The difference between an “A” and a “T” has brought a lifetime’s worth of pain and suffering to millions of people of African descent, both in the developing world and in the United States. The impact on the quality of life of people who suffer from sickle cell disease is palpable. I know because I’ve watched members of my own family experience it, and the specter of this genetic disorder has loomed over me, a confirmed carrier of sickle cell disease, ever since I can remember. Caused by a mutation in the hemoglobin-Beta gene on chromosome 11, the disease disrupts vital blood flow to organs and tissues. The mutation creates the stiff, sickle-shaped blood cells that pile up and block vessels for which it is named. It results in lung tissue damage that can lead to acute chest syndrome, pain episodes, and strokes.
When crisis strikes, we trust in our doctors and other medical professionals to provide us with the best healthcare they can. Yet, sadly, racism’s reach is unlimited. It even colors the ways that doctors perceive and treat us. Patients suffering from this disease that predominantly affects people of color know this truth all too well. Health inequity hinders access to care and funding, and the intersections of race and class come into play. Conversely, diseases like cystic fibrosis, which primarily affect white people, receive 11 times more National Institute of Health funding and 440 times more funding from national foundations.
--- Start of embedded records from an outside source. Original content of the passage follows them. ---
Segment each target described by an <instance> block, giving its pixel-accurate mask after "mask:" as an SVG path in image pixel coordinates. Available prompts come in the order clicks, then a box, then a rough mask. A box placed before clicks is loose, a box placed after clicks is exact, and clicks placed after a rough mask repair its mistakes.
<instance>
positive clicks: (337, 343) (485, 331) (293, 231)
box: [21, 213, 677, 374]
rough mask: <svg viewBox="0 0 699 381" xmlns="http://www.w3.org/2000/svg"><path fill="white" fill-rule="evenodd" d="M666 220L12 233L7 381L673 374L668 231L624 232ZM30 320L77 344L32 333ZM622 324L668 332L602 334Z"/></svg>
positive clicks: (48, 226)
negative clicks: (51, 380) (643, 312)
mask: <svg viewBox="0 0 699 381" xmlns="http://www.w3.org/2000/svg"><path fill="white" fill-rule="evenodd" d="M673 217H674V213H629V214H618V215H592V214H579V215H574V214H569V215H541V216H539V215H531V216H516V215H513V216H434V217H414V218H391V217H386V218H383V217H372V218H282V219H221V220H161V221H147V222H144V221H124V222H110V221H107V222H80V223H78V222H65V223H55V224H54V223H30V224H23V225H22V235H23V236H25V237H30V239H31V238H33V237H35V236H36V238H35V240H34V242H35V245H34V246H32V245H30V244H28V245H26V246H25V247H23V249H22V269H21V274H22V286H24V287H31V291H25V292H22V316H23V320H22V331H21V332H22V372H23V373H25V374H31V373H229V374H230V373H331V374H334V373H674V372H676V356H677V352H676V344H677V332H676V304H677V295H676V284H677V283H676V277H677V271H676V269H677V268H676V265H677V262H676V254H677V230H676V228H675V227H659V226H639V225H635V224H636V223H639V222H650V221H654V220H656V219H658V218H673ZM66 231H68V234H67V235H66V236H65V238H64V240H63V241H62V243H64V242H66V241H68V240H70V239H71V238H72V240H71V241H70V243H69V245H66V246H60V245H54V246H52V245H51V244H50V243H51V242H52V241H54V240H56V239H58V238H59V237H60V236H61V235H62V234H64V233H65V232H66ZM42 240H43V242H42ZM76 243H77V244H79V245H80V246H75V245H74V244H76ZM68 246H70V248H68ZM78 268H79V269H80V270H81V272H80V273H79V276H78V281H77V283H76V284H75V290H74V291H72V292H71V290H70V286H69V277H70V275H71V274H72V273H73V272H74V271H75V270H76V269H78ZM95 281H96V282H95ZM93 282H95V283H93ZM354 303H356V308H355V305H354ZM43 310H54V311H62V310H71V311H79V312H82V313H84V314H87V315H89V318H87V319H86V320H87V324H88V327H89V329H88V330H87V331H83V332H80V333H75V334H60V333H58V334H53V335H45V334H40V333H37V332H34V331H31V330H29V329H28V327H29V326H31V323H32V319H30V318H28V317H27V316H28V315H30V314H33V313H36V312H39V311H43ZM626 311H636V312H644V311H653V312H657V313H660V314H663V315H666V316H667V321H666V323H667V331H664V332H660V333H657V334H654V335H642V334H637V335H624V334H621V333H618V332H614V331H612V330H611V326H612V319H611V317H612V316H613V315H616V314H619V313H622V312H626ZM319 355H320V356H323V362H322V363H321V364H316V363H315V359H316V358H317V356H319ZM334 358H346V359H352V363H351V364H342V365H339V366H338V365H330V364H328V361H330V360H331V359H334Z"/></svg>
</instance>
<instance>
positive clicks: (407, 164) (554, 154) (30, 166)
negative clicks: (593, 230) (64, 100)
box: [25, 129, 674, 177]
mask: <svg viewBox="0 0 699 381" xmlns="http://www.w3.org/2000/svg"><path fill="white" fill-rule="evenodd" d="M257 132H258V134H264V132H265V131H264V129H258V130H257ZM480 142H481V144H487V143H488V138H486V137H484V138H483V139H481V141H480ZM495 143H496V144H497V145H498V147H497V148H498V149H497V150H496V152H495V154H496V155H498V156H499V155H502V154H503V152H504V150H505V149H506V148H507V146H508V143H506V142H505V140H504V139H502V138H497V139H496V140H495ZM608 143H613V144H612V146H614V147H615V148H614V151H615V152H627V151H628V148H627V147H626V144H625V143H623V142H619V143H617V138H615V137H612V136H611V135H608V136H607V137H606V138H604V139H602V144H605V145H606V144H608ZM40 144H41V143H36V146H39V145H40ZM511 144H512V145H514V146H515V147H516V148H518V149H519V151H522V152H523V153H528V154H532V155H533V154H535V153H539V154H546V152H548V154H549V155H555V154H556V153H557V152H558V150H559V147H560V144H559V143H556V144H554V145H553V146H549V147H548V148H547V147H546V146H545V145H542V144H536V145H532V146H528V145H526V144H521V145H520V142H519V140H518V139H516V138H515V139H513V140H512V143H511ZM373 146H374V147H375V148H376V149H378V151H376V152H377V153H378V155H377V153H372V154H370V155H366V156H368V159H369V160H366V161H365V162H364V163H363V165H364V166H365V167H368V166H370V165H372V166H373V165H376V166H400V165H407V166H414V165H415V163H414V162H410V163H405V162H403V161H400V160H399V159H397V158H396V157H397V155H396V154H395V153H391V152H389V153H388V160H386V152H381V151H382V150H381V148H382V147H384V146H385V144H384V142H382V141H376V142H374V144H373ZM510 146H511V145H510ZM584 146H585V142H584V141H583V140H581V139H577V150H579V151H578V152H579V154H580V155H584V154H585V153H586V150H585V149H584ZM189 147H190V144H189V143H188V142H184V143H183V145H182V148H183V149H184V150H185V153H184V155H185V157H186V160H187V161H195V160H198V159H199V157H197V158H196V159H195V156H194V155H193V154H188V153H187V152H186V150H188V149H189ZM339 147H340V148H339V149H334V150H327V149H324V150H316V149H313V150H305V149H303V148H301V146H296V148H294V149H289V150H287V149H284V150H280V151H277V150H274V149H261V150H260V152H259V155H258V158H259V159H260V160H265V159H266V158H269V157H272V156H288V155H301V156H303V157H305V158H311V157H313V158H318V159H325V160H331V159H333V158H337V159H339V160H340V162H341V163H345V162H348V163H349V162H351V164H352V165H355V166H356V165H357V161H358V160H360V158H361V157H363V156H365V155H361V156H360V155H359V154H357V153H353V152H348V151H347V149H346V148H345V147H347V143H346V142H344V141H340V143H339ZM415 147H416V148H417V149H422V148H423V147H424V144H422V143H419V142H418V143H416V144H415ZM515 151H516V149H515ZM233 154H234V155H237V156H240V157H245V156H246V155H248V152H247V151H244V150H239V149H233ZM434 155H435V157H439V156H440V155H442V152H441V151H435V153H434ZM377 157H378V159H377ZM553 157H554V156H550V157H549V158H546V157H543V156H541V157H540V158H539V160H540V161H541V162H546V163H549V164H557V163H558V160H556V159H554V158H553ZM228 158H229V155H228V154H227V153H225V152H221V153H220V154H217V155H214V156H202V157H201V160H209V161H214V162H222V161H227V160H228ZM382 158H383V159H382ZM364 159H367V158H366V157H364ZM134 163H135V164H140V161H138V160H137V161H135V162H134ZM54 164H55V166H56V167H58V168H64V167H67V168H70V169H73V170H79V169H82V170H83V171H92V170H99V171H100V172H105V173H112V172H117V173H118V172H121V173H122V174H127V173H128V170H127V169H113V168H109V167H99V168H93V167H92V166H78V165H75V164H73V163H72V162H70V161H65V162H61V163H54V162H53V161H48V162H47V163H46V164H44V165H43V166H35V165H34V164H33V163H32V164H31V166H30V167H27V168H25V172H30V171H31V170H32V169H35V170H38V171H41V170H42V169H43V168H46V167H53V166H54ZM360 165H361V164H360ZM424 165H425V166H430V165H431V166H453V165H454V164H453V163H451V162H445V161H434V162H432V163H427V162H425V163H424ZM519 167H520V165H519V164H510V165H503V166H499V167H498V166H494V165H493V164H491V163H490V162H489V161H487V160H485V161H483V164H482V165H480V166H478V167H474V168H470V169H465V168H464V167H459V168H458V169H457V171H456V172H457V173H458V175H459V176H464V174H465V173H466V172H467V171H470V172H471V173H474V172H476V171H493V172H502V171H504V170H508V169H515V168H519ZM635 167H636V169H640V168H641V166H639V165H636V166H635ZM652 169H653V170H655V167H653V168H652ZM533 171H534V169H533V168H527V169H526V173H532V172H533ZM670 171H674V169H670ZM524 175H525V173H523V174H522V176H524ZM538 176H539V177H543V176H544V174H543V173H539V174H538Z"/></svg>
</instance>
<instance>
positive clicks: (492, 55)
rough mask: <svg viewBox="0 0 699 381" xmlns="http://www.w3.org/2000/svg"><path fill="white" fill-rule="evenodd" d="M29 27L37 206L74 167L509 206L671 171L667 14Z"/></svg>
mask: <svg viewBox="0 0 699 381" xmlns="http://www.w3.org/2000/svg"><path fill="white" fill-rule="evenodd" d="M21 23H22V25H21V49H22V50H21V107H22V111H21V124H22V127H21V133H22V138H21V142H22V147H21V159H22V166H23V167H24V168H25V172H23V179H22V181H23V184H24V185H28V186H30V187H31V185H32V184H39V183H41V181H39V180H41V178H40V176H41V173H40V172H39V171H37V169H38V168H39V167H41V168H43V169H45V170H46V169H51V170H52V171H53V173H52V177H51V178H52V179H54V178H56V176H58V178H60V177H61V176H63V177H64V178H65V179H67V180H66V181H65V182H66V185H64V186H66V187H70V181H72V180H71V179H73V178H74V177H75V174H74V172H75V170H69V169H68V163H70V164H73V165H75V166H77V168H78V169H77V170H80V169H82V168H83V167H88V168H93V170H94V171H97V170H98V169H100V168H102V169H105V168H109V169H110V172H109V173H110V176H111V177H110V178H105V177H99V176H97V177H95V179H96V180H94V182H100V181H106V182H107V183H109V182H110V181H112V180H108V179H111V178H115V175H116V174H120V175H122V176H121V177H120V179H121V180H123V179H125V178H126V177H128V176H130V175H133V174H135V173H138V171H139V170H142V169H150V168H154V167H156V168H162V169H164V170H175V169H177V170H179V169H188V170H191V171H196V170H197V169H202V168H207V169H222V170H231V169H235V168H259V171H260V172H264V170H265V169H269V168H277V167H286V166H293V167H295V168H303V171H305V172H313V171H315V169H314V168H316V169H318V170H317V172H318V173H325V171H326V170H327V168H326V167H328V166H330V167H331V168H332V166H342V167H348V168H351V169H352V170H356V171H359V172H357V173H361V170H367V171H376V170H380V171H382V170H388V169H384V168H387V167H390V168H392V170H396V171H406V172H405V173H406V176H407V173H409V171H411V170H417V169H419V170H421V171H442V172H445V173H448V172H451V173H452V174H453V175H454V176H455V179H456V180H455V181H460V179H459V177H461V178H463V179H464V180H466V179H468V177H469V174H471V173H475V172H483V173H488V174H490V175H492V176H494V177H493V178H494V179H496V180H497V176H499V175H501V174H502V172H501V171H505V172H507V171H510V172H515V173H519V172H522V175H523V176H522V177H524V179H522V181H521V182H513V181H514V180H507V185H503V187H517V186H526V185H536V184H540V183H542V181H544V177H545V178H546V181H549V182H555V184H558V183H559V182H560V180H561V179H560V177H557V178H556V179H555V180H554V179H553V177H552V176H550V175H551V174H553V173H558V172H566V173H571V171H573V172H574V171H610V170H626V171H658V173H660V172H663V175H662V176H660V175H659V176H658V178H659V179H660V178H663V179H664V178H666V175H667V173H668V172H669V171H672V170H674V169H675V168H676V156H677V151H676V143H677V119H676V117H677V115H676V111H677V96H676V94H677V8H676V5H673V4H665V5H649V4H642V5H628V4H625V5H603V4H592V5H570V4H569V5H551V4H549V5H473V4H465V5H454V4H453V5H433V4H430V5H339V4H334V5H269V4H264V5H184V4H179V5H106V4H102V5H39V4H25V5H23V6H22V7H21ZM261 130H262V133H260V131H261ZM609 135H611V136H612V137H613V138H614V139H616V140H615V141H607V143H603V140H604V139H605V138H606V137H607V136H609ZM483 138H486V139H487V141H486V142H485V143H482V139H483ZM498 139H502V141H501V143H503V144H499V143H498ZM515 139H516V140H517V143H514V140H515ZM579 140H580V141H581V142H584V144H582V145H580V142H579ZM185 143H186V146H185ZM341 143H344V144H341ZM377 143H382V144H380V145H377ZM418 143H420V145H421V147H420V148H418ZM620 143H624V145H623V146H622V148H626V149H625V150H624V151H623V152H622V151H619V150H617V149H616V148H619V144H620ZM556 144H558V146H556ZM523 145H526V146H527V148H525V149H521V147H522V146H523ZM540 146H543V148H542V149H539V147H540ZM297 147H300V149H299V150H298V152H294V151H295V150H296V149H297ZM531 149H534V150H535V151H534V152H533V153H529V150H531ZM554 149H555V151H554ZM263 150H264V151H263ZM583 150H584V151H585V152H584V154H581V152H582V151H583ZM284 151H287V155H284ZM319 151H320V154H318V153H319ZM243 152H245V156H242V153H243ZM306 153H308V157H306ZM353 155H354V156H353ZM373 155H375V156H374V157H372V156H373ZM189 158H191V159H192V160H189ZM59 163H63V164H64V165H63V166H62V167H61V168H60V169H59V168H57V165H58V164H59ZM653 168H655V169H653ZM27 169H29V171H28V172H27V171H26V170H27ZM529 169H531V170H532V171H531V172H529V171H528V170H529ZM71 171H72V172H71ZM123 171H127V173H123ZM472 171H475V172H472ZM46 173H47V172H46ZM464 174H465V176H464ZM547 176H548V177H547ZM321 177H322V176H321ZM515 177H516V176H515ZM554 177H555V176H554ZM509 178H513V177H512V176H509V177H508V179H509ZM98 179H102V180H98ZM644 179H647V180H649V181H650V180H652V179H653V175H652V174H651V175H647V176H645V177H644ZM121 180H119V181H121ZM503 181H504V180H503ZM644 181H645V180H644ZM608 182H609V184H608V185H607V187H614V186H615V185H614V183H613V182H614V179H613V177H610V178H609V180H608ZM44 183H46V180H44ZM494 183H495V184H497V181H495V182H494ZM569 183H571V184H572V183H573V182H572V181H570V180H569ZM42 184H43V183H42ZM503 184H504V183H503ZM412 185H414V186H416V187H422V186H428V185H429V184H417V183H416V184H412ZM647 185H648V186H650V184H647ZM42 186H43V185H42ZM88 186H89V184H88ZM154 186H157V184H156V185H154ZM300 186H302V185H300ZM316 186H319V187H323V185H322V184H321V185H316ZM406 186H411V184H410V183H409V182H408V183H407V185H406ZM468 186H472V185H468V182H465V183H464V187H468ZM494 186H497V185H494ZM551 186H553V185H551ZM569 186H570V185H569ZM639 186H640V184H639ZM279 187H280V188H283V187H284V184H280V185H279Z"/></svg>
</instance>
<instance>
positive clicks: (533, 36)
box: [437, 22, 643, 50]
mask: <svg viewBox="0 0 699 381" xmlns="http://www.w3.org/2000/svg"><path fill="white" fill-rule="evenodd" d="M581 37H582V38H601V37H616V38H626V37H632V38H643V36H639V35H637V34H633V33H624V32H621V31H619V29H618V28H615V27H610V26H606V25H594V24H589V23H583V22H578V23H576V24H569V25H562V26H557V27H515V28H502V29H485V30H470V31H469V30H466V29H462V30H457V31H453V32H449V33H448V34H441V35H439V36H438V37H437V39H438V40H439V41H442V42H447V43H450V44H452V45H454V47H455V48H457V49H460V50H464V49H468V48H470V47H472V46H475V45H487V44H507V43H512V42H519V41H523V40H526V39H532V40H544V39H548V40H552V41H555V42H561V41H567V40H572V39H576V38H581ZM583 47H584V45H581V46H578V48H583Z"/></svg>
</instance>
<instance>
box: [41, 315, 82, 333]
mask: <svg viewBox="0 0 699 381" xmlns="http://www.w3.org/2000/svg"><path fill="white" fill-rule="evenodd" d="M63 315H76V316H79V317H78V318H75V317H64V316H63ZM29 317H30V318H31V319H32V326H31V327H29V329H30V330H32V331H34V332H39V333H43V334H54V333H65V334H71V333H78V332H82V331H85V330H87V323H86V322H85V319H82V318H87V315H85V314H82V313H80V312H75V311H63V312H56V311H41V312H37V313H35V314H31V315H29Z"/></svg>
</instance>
In an interview with 60 Minutes, Jennelle Stephenson describes the pain in vivid detail: “It’s terrible, it’s horrible… [Pain] Everywhere. My back, my shoulders, elbows, arms, legs, even my cheekbones, just pain. It’s a very sharp, like, stabbing, almost feels like bone-crushing pain. Feels like someone’s kind of constricting your bones, and then releasing constantly.”
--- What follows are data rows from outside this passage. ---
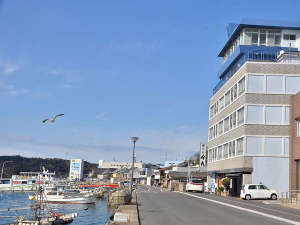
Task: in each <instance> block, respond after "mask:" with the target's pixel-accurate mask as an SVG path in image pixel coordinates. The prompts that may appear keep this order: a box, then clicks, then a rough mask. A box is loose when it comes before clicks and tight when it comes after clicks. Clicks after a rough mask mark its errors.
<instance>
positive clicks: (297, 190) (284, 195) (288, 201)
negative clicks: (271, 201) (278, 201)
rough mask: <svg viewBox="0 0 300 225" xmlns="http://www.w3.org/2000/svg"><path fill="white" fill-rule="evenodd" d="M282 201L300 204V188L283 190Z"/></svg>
mask: <svg viewBox="0 0 300 225" xmlns="http://www.w3.org/2000/svg"><path fill="white" fill-rule="evenodd" d="M279 197H280V201H281V203H283V204H295V205H297V204H299V205H300V190H290V191H287V192H281V194H280V196H279Z"/></svg>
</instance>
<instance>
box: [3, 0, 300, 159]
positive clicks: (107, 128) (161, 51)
mask: <svg viewBox="0 0 300 225" xmlns="http://www.w3.org/2000/svg"><path fill="white" fill-rule="evenodd" d="M299 10H300V1H298V0H294V1H292V0H286V1H284V4H277V3H276V1H248V2H245V1H229V0H228V1H198V0H195V1H181V0H172V1H169V0H165V1H155V0H153V1H142V0H135V1H133V0H132V1H102V0H95V1H59V0H57V1H55V0H51V1H38V0H36V1H33V0H26V1H15V0H9V1H5V0H2V1H0V27H1V31H2V34H1V35H0V102H1V110H0V155H13V154H21V155H24V156H38V157H62V158H74V157H75V158H78V157H80V158H84V159H86V160H89V161H92V162H97V161H98V160H99V159H105V160H111V159H113V158H115V159H117V160H121V161H127V160H129V157H130V151H131V147H132V144H131V143H130V139H129V137H130V136H139V137H140V140H139V141H138V143H137V159H138V160H143V161H147V162H161V161H163V160H164V158H165V153H166V152H167V155H168V159H169V160H175V159H182V158H183V157H185V156H187V155H189V154H191V153H192V152H195V151H198V149H199V143H200V142H207V126H208V104H209V98H210V97H211V95H212V88H213V87H214V86H215V85H216V84H217V82H218V79H217V71H218V70H219V68H220V66H221V60H220V59H218V58H217V53H218V52H219V50H220V49H221V48H222V46H223V44H224V43H225V41H226V38H227V33H226V25H227V24H228V23H232V22H237V23H238V22H239V21H241V20H242V19H249V18H250V19H251V18H253V19H268V20H278V19H282V20H288V21H293V22H299V21H300V14H299ZM55 113H65V116H64V117H63V118H59V119H58V120H57V123H55V124H42V123H41V120H42V119H43V118H45V117H49V116H53V115H55Z"/></svg>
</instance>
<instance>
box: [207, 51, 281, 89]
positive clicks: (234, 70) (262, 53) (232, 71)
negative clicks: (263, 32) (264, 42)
mask: <svg viewBox="0 0 300 225" xmlns="http://www.w3.org/2000/svg"><path fill="white" fill-rule="evenodd" d="M249 61H252V62H276V61H277V53H270V52H264V51H254V52H247V53H242V54H241V56H240V58H239V59H238V60H237V61H236V62H235V63H234V64H233V65H231V66H230V67H229V70H228V71H227V72H226V73H225V74H224V75H223V76H222V78H221V80H220V81H219V82H218V84H217V85H216V86H215V87H214V89H213V94H215V93H217V91H219V90H220V89H221V87H223V85H224V84H225V83H226V82H227V80H229V79H230V78H231V77H232V76H233V75H234V74H235V72H236V71H237V70H238V69H239V68H240V67H242V66H243V65H244V64H245V63H246V62H249Z"/></svg>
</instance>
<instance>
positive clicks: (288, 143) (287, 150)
mask: <svg viewBox="0 0 300 225" xmlns="http://www.w3.org/2000/svg"><path fill="white" fill-rule="evenodd" d="M283 142H284V155H286V156H288V155H289V152H290V146H289V138H283Z"/></svg>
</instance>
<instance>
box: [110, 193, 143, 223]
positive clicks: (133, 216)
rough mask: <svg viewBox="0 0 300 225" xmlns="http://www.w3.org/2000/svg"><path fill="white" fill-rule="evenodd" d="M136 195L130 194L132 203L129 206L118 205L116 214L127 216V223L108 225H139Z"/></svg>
mask: <svg viewBox="0 0 300 225" xmlns="http://www.w3.org/2000/svg"><path fill="white" fill-rule="evenodd" d="M136 198H137V197H136V193H135V192H133V193H132V202H131V204H129V205H120V206H119V208H118V210H117V212H119V213H123V214H126V215H128V222H112V223H110V225H140V223H139V217H138V205H137V204H136Z"/></svg>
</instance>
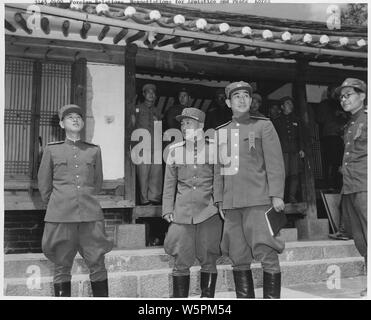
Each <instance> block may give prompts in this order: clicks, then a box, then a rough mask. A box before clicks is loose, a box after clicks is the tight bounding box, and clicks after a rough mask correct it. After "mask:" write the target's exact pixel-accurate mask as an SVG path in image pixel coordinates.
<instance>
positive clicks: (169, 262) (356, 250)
mask: <svg viewBox="0 0 371 320" xmlns="http://www.w3.org/2000/svg"><path fill="white" fill-rule="evenodd" d="M344 257H359V253H358V251H357V249H356V248H355V246H354V242H353V240H350V241H335V240H328V241H299V242H287V243H286V249H285V250H284V252H283V253H282V254H281V255H280V256H279V258H280V261H281V262H286V261H288V262H290V261H291V262H292V261H306V260H321V259H331V258H344ZM173 264H174V260H173V259H172V258H171V257H169V256H168V255H167V254H166V253H165V252H164V249H163V248H151V249H140V250H113V251H111V252H110V253H108V254H107V255H106V267H107V270H108V272H110V273H112V272H130V271H145V270H157V269H166V268H172V266H173ZM228 264H230V260H229V259H228V258H226V257H221V258H220V259H219V260H218V265H228ZM195 265H198V263H197V261H196V262H195ZM35 272H36V273H38V274H40V276H41V277H47V276H52V275H53V264H52V263H51V262H50V261H49V260H47V259H46V257H45V256H44V255H43V254H32V253H27V254H11V255H5V261H4V277H5V278H27V277H29V276H30V275H31V274H33V273H35ZM88 272H89V271H88V269H87V267H86V265H85V262H84V261H83V259H82V258H81V256H80V255H77V256H76V259H75V262H74V265H73V268H72V273H73V274H75V275H78V274H87V273H88Z"/></svg>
The excruciating pain that afflicts patients like Jennelle often goes untreated. In light of the opioid crisis and the subsequent crackdown on pain medication prescriptions, doctors are wary about the opioids sickle cell disease patients request to manage their pain. This is compounded by racial disparities in pain management. In a National Academy of Sciences study, researchers found that black Americans are “systemically undertreated for pain relative to white Americans.” However, medical treatment refracted through the lens of race is not only the product of explicitly racist individuals but also of implicit biases that lie far beneath the surface. Conscious and unconscious bias result in disparities in access to resources and care.
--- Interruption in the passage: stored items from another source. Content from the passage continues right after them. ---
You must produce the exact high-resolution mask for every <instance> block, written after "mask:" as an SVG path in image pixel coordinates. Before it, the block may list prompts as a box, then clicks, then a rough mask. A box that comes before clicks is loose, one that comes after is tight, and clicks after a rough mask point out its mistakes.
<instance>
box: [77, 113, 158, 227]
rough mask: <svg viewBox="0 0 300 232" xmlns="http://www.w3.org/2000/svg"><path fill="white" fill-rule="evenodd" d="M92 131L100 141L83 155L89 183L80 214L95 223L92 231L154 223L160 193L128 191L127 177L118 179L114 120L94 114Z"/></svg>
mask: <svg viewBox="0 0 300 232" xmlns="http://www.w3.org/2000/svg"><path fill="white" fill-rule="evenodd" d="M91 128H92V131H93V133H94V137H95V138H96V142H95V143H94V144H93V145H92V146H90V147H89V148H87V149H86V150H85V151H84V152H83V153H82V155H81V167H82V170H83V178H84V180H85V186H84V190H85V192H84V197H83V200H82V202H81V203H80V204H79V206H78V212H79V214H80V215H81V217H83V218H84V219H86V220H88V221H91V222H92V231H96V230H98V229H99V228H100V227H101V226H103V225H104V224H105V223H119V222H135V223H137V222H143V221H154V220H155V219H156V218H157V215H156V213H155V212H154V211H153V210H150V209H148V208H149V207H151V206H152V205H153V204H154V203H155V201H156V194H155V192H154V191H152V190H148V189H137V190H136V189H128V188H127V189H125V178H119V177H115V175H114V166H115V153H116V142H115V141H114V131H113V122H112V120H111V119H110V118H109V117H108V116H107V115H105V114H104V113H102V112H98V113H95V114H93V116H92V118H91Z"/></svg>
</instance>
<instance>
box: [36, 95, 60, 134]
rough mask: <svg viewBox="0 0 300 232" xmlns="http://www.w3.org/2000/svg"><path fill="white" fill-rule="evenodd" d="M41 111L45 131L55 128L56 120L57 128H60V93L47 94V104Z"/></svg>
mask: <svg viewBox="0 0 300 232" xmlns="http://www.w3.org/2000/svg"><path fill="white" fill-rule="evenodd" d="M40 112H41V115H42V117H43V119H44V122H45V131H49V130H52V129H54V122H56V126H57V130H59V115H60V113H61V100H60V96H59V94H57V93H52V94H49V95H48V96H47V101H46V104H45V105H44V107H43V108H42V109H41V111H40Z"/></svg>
Commonly believed to be purely rational and objective, medicine is an inherently hegemonic discourse. In reality, it is rooted in the cultures and value systems of those who practice it. Traditionally conceptualized as a “black disease,” sickle cell disorder has played a crucial role in medicalizing race. Even though Middle Eastern, Indian, and Mediterranean people also carry the gene variant that is responsible for the disease, sickle cell is still discussed as if it only affects people of African descent. Sickling occurs in the bodies of people in malarial regions, specifically the tropics. Yet, its association with blackness has informed assumed linkages between “the sickle cell gene, the black body, and natural selection.”
More often than not, medicine as an institution has mapped ideas of racial difference on black bodies. Blackness does not only operate as a social construct but as a clinical concept. Its arbitrary nature is self-evident. From the one-drop rule to the use of blood group data to designate thirteen races, conceptions of racial identity are far from monolithic. The weaponization of blackness to concretize inequality dates back to the 18th and 19th centuries when white doctors employed medical knowledge of blackness as a “medically significant marker of difference” for plantation efficiency, colonial interests, and mastery of black bodies during slavery. The past is truly present: even today, false notions of biological difference between black and white people color the way medical students and residents assess and treat black patients’ pain.
To exist in a black body is to contend with the constant indignities of racism. The use of medicine to foreground notions of racial inequality tells the frightening story about how racism permeates almost every aspect of life. Its impact on healthcare outcomes for sickle cell patients should inspire honest and robust conversation about mitigating racial bias in practitioners and the institution of medicine at large.